One of the difficulties in writing web applications is maintaining persistent data across multiple submits of the same page. This is not a problem for thick client applications because all of the data is stored in the client’s memory. Since HTTP is a stateless protocol, however, we have to collect all the variables that were submitted using the POST or GET methods and send them back to the client with every single post back. Traditional web sites don’t have to do this because every page is designed to do only one task so it gets submitted only once. The difference is that we are writing a web applications where each page is a modular entity. If we were to write a separate page for every button that’s contained on the page then we would have an order of magnitude more pages to maintain. Furthermore, the very concept of a button (in a traditional thick client sense) doesn’t exist in HTML. Yes you have something that looks like a button control but all it does is submit a page. Its up to us to connect the server side logic and have it execute when that button is clicked.

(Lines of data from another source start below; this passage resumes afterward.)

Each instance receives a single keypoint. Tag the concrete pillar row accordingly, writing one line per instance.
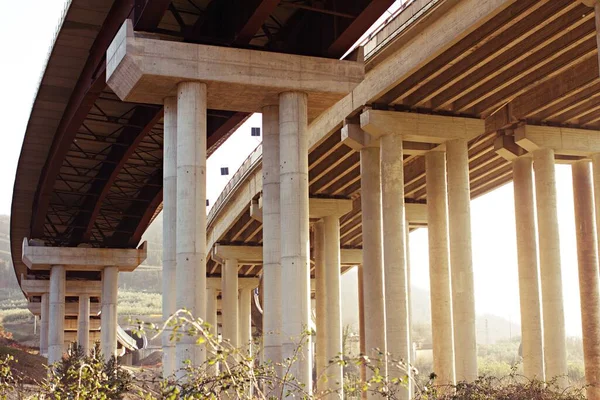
(211, 318)
(589, 284)
(372, 267)
(83, 323)
(553, 316)
(108, 321)
(527, 254)
(44, 324)
(320, 306)
(245, 319)
(295, 257)
(229, 299)
(394, 255)
(333, 305)
(169, 278)
(461, 260)
(271, 279)
(56, 313)
(439, 267)
(191, 213)
(211, 310)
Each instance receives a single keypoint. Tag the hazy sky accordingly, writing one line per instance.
(25, 49)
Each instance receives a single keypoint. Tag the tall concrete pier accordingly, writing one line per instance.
(529, 283)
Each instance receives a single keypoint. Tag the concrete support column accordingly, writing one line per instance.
(83, 323)
(56, 314)
(271, 279)
(169, 274)
(211, 318)
(373, 290)
(320, 307)
(44, 324)
(589, 285)
(229, 299)
(108, 322)
(439, 268)
(461, 261)
(245, 321)
(191, 212)
(295, 257)
(333, 307)
(553, 317)
(211, 310)
(394, 254)
(361, 323)
(529, 287)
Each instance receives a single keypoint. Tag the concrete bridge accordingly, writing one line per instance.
(448, 101)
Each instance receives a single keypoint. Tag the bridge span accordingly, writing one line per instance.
(446, 102)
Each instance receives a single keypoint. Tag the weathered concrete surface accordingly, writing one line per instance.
(439, 268)
(589, 281)
(529, 287)
(555, 352)
(372, 282)
(394, 255)
(191, 214)
(461, 260)
(271, 251)
(110, 281)
(148, 70)
(82, 258)
(169, 272)
(295, 257)
(83, 323)
(56, 313)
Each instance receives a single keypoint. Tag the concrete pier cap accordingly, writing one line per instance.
(82, 258)
(144, 70)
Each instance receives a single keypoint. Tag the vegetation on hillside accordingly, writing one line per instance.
(230, 372)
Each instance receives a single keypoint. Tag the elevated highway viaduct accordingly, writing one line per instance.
(446, 102)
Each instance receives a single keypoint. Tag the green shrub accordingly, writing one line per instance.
(15, 315)
(7, 380)
(511, 387)
(80, 376)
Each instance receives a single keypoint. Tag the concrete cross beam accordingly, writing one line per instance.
(82, 258)
(353, 136)
(317, 207)
(506, 148)
(37, 287)
(415, 213)
(71, 324)
(215, 283)
(147, 70)
(71, 309)
(564, 141)
(416, 127)
(254, 255)
(71, 336)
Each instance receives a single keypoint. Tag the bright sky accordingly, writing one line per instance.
(494, 244)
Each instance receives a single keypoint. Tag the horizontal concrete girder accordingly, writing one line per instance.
(254, 254)
(416, 127)
(317, 208)
(36, 287)
(71, 324)
(415, 213)
(71, 309)
(215, 283)
(145, 70)
(82, 258)
(564, 141)
(71, 336)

Another point about data is that not all of it gets submitted during a HTTP connection. What about the data that is generated at the server and needs to be maintained inside each page. For example, lets say you are displaying a table of data and want to remember which column was used to sort the data. You can store this in a hidden input control inside the form; but, if your page has many of these kinds of properties, then you may not want the overhead and burden of maintaining all of them this way. What other choice do you have?

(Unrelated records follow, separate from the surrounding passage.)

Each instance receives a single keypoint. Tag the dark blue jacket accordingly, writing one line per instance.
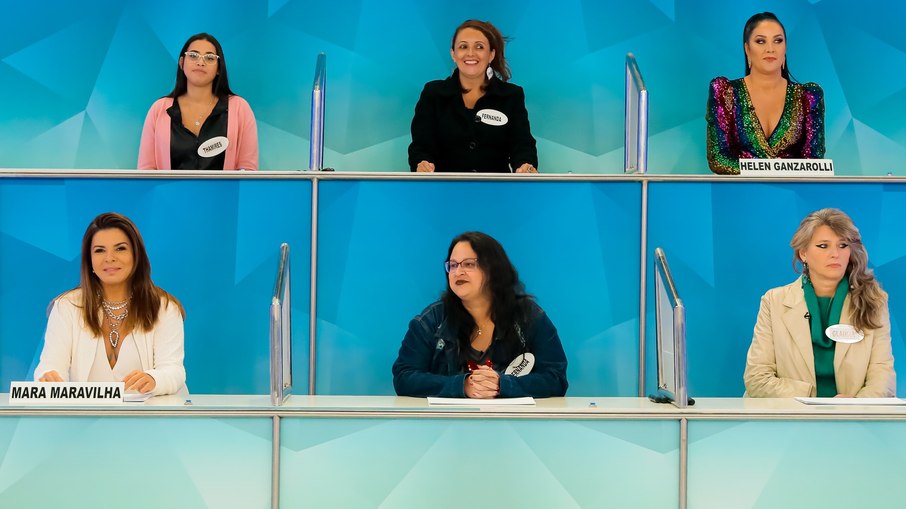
(428, 363)
(451, 136)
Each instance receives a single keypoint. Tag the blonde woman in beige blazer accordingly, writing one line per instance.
(782, 358)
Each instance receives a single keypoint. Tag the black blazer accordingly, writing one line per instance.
(455, 138)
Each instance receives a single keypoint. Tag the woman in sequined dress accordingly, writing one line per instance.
(764, 115)
(117, 325)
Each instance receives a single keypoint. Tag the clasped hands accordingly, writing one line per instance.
(135, 381)
(482, 382)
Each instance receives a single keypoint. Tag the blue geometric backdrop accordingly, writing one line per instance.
(76, 78)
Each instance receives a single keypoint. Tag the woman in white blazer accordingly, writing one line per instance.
(827, 334)
(117, 325)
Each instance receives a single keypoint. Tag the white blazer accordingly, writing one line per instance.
(70, 347)
(781, 362)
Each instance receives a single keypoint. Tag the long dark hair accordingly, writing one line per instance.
(508, 297)
(497, 42)
(220, 87)
(145, 302)
(753, 22)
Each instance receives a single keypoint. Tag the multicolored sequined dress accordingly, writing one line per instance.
(734, 131)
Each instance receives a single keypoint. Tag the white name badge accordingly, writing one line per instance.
(844, 333)
(521, 365)
(786, 167)
(492, 117)
(66, 393)
(214, 146)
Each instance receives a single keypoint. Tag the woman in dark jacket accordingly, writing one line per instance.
(473, 121)
(485, 338)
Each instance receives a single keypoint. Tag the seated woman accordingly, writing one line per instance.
(485, 338)
(117, 325)
(827, 333)
(473, 121)
(201, 124)
(765, 114)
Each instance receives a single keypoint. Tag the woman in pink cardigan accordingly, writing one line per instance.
(201, 124)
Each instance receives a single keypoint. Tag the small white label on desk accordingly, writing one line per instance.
(786, 167)
(66, 393)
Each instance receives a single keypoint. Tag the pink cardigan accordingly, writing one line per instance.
(242, 131)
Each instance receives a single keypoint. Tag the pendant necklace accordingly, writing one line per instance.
(115, 319)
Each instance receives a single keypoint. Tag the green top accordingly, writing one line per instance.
(824, 354)
(824, 312)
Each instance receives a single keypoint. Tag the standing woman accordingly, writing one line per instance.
(473, 121)
(764, 115)
(201, 124)
(117, 325)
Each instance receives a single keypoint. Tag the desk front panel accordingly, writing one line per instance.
(136, 462)
(797, 464)
(469, 462)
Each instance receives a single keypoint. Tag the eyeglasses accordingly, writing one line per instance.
(209, 58)
(468, 265)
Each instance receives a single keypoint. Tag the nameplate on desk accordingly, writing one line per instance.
(786, 167)
(66, 393)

If you look at the template class carefully, you will notice that everything that we are considering data is just a value that needs to be embedded somewhere within our page template. If we store this data across post backs, then we don’t have to worry about maintaining the other data that gets submitted with each page. This is precisely the what the form class does. We save all the variables just before we output the form to the client and load them back as soon as the form class gets instantiated. All the form variables are stored in a hidden input control named __FORMTATE. If you are familiar with ASP.NET way of doing things then you will realize that this a very similar approach. Note that when using the framework you do not have to worry about how this happens because the form class updates the information accordingly and even updates the values that were submitted during the last post-back. The one cumbersome issue with this approach is that any form property that corresponds to an actual control on the form (i.e. an item that sends a name/value pair with the page request) needs to be indicated to the form class so that the form properties can be automatically updated with the latest value send back. This is why we need to pass a $form_controls array when instantiating the form class. The code needed to maintain persistent form data is reproduced below.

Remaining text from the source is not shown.